Leave It Up: Writing as a guest columnist for the New York Times, Ta-Nehisi Coates argues against removing the statue of Joe Paterno from the entrance to Beaver Stadium, where Penn State plays its home football games. For anyone who hasn't followed the Penn State child sexual abuse scandal, the calls for removal come after the findings from the school's internal investigation, headed by former FBI director Louis Freeh, noted Paterno's role in a cover-up.

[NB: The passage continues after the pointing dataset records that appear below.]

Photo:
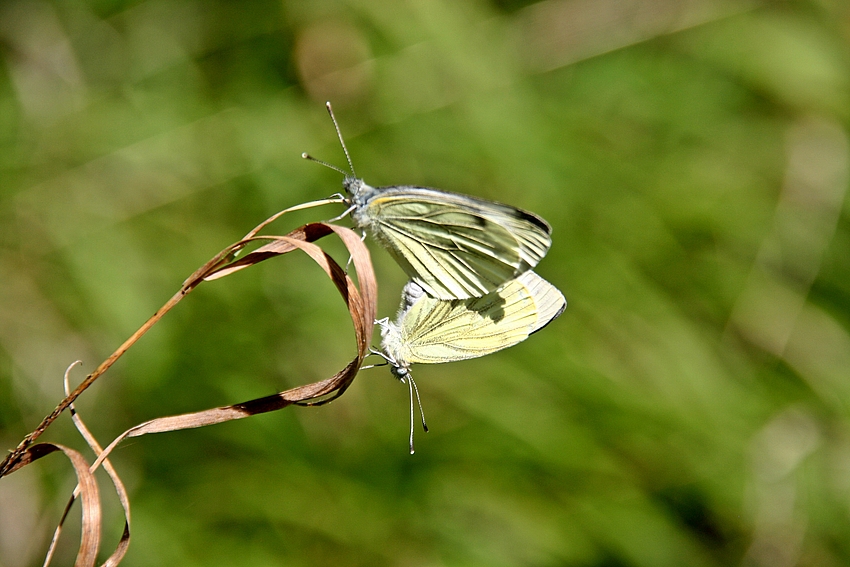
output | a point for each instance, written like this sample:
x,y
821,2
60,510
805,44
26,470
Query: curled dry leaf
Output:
x,y
362,306
89,497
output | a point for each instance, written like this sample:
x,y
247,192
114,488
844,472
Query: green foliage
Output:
x,y
689,408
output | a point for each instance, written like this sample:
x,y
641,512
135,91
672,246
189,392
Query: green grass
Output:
x,y
690,407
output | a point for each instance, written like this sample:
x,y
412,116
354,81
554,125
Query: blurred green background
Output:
x,y
691,406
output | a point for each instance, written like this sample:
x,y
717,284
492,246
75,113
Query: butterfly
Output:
x,y
453,246
430,331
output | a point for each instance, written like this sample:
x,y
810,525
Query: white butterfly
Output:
x,y
453,246
429,330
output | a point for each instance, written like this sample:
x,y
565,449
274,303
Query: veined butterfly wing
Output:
x,y
454,246
432,331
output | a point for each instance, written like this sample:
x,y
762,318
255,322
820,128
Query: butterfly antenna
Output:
x,y
412,417
339,135
305,155
411,386
419,401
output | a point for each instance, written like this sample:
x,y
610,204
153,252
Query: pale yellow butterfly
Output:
x,y
430,331
453,246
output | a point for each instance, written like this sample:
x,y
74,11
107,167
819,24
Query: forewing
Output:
x,y
549,302
435,331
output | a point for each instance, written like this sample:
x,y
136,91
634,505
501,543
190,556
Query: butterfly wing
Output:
x,y
433,330
454,246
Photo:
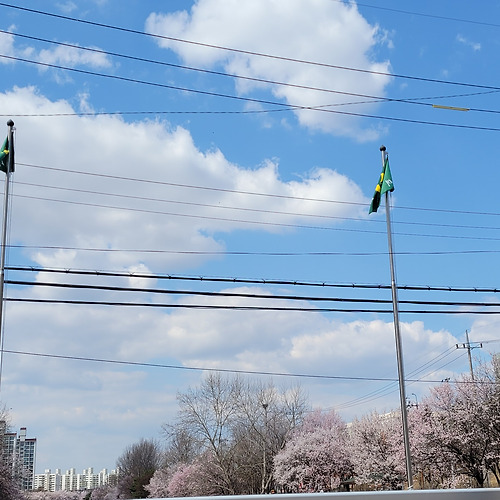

While the desire to demolish a statue created to honor Paterno is understandable, Coates holds, removing the statue would actually be a mistake. Coates ends the piece as follows:
Arguing for the statue's removal, the legendary coach Bobby Bowden said he wouldn't want [Jerry] Sandusky's crimes "brought up every time I walked out on the field." That's the point. Sandusky's crimes should never be forgotten, nor should the crimes of the broader community. It is shameful to deify men who put nationalist ritual before children. But it is more shameful to pretend that this elevation was achieved by Joe Paterno's singular hand.

Removing the Paterno statue allows Happy Valley to forget its own compliance in a national crime, to expunge its own culpability in its ruthless pursuit of glory. The statue should remain, and beneath it there should be a full explanation of Sandusky's crimes, Paterno's role and some warning to all of us who would turn a pastime into a god and elect a mortal man as its avatar. [bold added]
I agree. Tearing down the statue will not magically change for the better the cultural problems that enabled this atrocity any more than looking the other way while mouthing pieties about character meant that Jerry Sandusky had never harmed anyone or would cease his predations. If leaving the statue in place pleases a few Paterno loyalists, so be it: The very fact that it might would be an integral part of the lesson.